My favorite story from the book is that of George Danzig, a student from California Berkeley who, according Dweck, went in for a class one day and copied down the math problems he thought were homework. It took him a few days to solve them, and when he finally did, he was surprised to learn that these were math equations that no one had been able to solve. 

Ever. 

I love this story. 

Danzig was working under the assumption that those math problems were homework. He was working under the assumption that all of his classmates were doing the same problems -  so he likely never doubted that he would figure them out.

Granted, Danzig went on to be one of the greatest mathematicians of all time, and I'm not suggesting that just anyone could have walked into that room and solved those problems. But I wonder how many of his classmates didn't solve them because they assumed they couldn't. 

Are there things that you just assume that you can't do? 

One of my greatest thrills in my job is watching people do something they didn't think they could. 

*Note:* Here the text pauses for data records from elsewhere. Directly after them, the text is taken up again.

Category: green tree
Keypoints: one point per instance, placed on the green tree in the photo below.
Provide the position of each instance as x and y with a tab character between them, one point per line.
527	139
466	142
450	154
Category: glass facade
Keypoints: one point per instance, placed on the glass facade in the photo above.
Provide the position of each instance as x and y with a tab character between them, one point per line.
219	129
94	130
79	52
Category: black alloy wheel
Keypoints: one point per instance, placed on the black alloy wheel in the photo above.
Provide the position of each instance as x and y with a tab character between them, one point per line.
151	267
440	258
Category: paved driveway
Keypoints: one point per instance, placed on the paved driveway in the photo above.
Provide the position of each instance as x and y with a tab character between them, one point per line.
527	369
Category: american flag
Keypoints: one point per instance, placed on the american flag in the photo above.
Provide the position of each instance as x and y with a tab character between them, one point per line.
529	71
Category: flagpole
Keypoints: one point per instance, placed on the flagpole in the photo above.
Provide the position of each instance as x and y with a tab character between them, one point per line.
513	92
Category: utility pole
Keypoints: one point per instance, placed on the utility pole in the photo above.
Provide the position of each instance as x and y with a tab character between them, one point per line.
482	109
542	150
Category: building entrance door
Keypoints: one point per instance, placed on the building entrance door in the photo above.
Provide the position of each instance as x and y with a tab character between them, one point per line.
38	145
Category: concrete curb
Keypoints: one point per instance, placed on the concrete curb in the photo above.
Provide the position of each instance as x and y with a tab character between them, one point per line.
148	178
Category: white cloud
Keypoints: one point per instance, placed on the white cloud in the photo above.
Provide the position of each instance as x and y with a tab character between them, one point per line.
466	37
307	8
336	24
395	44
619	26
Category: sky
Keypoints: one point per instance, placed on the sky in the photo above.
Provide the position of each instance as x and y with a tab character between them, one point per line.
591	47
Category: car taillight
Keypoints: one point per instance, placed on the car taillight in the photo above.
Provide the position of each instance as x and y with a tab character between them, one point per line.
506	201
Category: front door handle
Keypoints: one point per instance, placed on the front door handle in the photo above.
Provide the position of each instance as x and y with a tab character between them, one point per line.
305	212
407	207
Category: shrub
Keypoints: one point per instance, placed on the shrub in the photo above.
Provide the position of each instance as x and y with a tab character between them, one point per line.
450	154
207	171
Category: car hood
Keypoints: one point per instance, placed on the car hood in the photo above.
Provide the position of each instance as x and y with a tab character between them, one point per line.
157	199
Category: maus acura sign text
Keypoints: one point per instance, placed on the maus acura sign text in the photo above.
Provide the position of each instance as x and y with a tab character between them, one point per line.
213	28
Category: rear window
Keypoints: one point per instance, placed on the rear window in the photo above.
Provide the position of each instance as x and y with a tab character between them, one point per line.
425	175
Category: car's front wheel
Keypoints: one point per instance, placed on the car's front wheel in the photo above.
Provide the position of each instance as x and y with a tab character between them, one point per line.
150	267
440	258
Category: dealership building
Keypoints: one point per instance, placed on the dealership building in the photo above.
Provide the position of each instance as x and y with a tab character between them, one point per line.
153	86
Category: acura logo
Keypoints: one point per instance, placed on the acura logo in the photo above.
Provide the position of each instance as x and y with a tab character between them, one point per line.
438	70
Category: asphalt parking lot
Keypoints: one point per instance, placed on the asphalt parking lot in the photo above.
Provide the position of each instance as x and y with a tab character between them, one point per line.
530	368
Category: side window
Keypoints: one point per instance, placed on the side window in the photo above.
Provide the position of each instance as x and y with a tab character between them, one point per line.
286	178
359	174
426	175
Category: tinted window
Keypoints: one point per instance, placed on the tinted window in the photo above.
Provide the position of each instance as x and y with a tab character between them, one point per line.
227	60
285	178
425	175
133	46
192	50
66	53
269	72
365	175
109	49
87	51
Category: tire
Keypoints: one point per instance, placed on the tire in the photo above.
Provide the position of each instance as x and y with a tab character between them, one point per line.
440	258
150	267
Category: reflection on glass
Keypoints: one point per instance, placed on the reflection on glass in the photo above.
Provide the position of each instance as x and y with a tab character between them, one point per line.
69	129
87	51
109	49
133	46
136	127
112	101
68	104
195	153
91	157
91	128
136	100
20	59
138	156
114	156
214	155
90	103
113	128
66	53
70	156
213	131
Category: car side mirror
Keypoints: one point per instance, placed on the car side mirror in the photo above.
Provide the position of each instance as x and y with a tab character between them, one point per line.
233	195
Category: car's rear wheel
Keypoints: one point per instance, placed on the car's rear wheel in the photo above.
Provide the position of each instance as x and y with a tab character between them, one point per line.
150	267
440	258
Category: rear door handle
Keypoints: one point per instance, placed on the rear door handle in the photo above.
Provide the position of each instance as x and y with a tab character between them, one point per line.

"I can't deadlift 200lbs."

Not today. Not tomorrow. But with the right preparation and technique? Sure you could. And I've watched it happen over and over again. 

"I'm not a runner. I can't run a 5K or a half-marathon." 

Sure you could. 

What would you do if you never doubted yourself?

Do you have a fixed mindset? About nutrition? About exercise? About art?

I had a conversation in college once with a professor who wanted to play the guitar. She thought it was neat that I could play and asked how I learned. 

"I sat down and taught myself," I said. (With a Roy Clark book I might add, so I'm really good at playing "The Green, Green, Grass of Home). 

"I'd love to learn," she said. "But I have fat fingers and no sense of timing."

"You could if you tried," I offered. 

She laughed at the suggestion. "Some people just aren't born to be musicians." 

I'm not a musician. But I play the guitar. Do you have to be great at something to do it? Some people do. Or are you just afraid you'll fail if you even try?

She had a fixed mindset, so she wasn't going to try.

So I ask again, what would you do if you knew you wouldn't fail?